Today we went up to fix the spring box which was clogged up. We got it working, but more work needs to be done. When we were driving back down to the cabin we saw our friend the snake in the middle of the road. I looked at Gaba and said, why not. We drove over the snake, expecting it to be splattered out in the road behind us. To our surprise, the snake did not die quietly. It in fact spun around and quickly skirted off of the road. We turned around and tried to make another pass, but the snake had made it in to the brush near the cabin. We found the snake, slightly worse for the wear, moving around. We pulled the truck up next to it, and used a shovel to chop it's head off.
Apparently my vegetarianism doesn't extend so far as not killing scary venomous snakes who have taken to hanging out really close to my home. I won't eat it, but i don't have a problem killing it, if i do it myself.
Then, tonight as was getting up after dinner to clean up, I heard another rattle in the dark. I slowly walked away from the direction of the noise, and went in to the cabin. I looked for it with a flashlight, but couldn't find it. Just as i was about to decide i'd made up the noise, i heard it again. It was real. I just gave up, went back in to the cabin.

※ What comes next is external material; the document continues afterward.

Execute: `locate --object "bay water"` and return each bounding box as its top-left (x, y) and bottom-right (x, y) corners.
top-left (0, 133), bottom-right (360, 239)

A few minutes later Shane and his daughter Rosa drove up. I went out on the porch and yelled over to them. They walked very loudly, taking hard steps so the snake would feel the vibration in the ground, and rattle when they were close. They made it over to the cabin and Shane went back out, found the snake, and convinced me to come out to help capture it. After a long time of trying to pick it up on the end of a long stick. We discovered if we kept a garbage can between us and the snake, it would strike the plastic and not us. It hissed and hissed and rattled... it's 11pm but there seemed to be plenty enough heat that it was very active in moving around. Once we got it in the garbage can, it circled and kept hissing. Tomorrow we'll drive it even further away and let it go.
In preparation for the RNC protests, the Indypendent newspaper of the NYC IMC is going to print 200,000 copies for it's early August copy and 100,000 copies for it's late August issue. Damn that's a lot. I hope they're able to live up to the distribution nightmare involved in getting all those copies out to people.
Toya from indymedia brasil and recently SF has started blogging. It's all in portugese with a few random spanish and english words thrown in. Her most recent post is about the huge debate flowing back and forth on indymedia lists over the last two days about the text of a feature for www.indy about Chavez and the Venezuelan Recall Referendum.
Gaba wrote up a piece with photos of how we've been making papercrete walls for our shed we're building to house solar panels. Unfortunately it's all in spanish. The photos tell most of the story, If i were less lazy i'd write a version in english.
I forgot to blog while i was in south america, still need to write up something about the ourmedia conference, uruguay, hippies and indigenous in Sao Paulo, and a very long flight with many nights on spent sleeping in airports.
One good thing, is we got a wireless router now, so we can go sit on the porch or a hammock and still be online.
Oh, and gaba started a blog about our alternative construction project with papercrete. We're planning on creating a wiki with information about alternative construction and how the project progresses.